Foi para comprar panetone.
-José Roberto Arruda
"Se houvesse um verbo significando 'acreditar falsamente', ele não faria nenhum sentido na primeira pessoa do presente do indicativo"
-Ludwig Wittgenstein
Por quão tolos os políticos nos tomam? Eles acham que acreditamos em qualquer coisa? Aparentemente, sim, pois a procissão de desculpas esfarrapadas desfrechadas por homens públicos pegos com a boca na botija tem caráter suprapartidário e transcende as linhas ideológicas conhecidas.

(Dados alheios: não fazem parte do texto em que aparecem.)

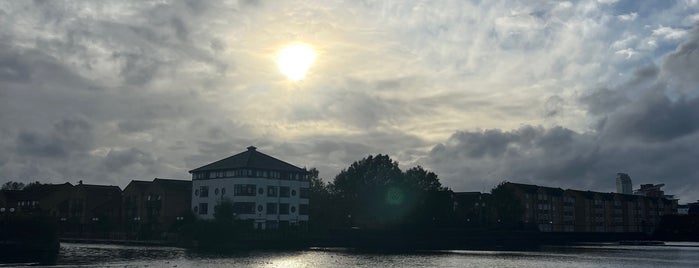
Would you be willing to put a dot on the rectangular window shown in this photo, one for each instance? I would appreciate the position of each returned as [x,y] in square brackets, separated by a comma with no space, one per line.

Num breviário que não tem a menor pretensão de esgotar o tema, primeiro vieram os "recursos não contabilizados", vulgo "mensalão", do PT, cujo precursor, agora se sabe, havia sido o tucano Eduardo Azeredo. Poderíamos também citar as prodigiosas vacas do senador peemedebista Renan Calheiros ou as traquinagens do clã Sarney. "At last but not least", há que lembrar a famigerada Operação Uruguai, engendrada pelo então PRNista Fernando Collor de Mello (acho que o partido nem existe mais, embora Collor já se tenha tornado aliado de Lula).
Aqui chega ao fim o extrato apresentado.